Her father was not born
In Germany. You know then whence he came?
And what he was?
NATHAN.
He never told me that.
SALADIN.
Was he no Frank, nor from the Western land?
NATHAN.
He said as much. He spoke the Persian tongue.
SALADIN.
The Persian! need I more? 'Tis he! 'twas he!
NATHAN.
Who?
SALADIN.
Assad, my brother Assad, beyond doubt.
NATHAN.
If you think so, then be assured from this:
Look in this book (handing him the breviary).
SALADIN.
Oh, 'tis his hand! once more
I recognise it.
NATHAN.
They know naught of this:
It rests with you to tell them all the truth.
SALADIN (turning over the leaves of the breviary).
They are my brother's children. Shall I not
Acknowledge them and claim them? Or shall I
Abandon them to you? (Speaking aloud.) Sittah, they are
The children of my brother and of yours. (Rushes to embrace them.)

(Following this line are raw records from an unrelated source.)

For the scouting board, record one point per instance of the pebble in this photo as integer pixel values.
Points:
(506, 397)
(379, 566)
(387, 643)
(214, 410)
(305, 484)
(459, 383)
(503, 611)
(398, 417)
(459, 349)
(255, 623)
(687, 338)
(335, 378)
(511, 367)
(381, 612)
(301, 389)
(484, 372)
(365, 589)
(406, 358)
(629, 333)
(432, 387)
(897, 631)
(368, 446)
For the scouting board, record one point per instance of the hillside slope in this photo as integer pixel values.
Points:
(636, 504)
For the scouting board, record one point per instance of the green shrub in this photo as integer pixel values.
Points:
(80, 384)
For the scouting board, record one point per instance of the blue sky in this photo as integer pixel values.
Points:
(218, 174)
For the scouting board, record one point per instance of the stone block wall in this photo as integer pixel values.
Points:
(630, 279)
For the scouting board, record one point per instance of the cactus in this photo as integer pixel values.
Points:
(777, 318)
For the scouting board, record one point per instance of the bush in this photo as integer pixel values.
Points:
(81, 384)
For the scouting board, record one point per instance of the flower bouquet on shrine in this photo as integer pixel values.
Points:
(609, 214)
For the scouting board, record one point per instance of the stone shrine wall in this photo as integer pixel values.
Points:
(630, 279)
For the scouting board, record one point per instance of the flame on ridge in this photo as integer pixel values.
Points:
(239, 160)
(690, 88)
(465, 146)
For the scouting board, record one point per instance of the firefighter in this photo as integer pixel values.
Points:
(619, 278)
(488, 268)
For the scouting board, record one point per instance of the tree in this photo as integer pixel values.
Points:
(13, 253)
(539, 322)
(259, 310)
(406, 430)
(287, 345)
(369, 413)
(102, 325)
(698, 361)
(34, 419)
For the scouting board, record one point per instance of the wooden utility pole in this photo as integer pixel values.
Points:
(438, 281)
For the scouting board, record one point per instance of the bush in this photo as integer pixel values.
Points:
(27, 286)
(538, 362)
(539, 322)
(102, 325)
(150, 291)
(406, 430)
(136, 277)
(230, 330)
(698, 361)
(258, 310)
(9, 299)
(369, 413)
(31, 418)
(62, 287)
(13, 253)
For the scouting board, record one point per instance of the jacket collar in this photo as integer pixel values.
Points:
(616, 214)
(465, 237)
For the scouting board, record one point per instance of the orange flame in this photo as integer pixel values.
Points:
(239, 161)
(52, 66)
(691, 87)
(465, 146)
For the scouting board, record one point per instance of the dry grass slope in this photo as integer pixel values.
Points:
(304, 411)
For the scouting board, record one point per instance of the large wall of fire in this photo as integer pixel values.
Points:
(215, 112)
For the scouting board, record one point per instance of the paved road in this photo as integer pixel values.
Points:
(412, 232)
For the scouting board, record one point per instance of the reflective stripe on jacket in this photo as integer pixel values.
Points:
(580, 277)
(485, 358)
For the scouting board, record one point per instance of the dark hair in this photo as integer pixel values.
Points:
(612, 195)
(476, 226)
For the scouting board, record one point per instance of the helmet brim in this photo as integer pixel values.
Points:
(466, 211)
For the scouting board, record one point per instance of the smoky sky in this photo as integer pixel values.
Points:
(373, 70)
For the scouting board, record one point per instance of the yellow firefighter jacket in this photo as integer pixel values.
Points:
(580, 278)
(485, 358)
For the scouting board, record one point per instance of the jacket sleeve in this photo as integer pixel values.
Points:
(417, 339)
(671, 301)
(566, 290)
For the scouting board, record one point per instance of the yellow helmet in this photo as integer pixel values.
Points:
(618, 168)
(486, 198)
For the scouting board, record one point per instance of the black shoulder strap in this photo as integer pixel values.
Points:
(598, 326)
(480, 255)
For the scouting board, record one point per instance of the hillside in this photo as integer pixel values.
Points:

SITTAH (following his example).
What do I hear? Could it be otherwise?
SALADIN (to the Templar).
Proud youth! from this time forward you are bound
To love me. (To Recha.) And henceforth, without your leave
Or with it, I am what I vowed to be.
SITTAH.
And so am I.
SALADIN (to the Templar).
My son! my Assad's son!
TEMPLAR.
I of your blood! Then those were more than dreams
With which they used to lull my infancy--
(Falls at Sultan's feet.)
SALADIN (raising him).
There, mark the rascal! though he knew something
Of what has chanced, he was content that I
Should have become his murderer! Beware.
(The curtain falls whilst they repeatedly embrace each other in silence.)
END OF VOL. I.
LONDON: PRINTED BY WILLIAM CLOWES AND SONS, STAMFORD STREET
AND CHARING CROSS.
York Street, Covent Garden,
November, 1877.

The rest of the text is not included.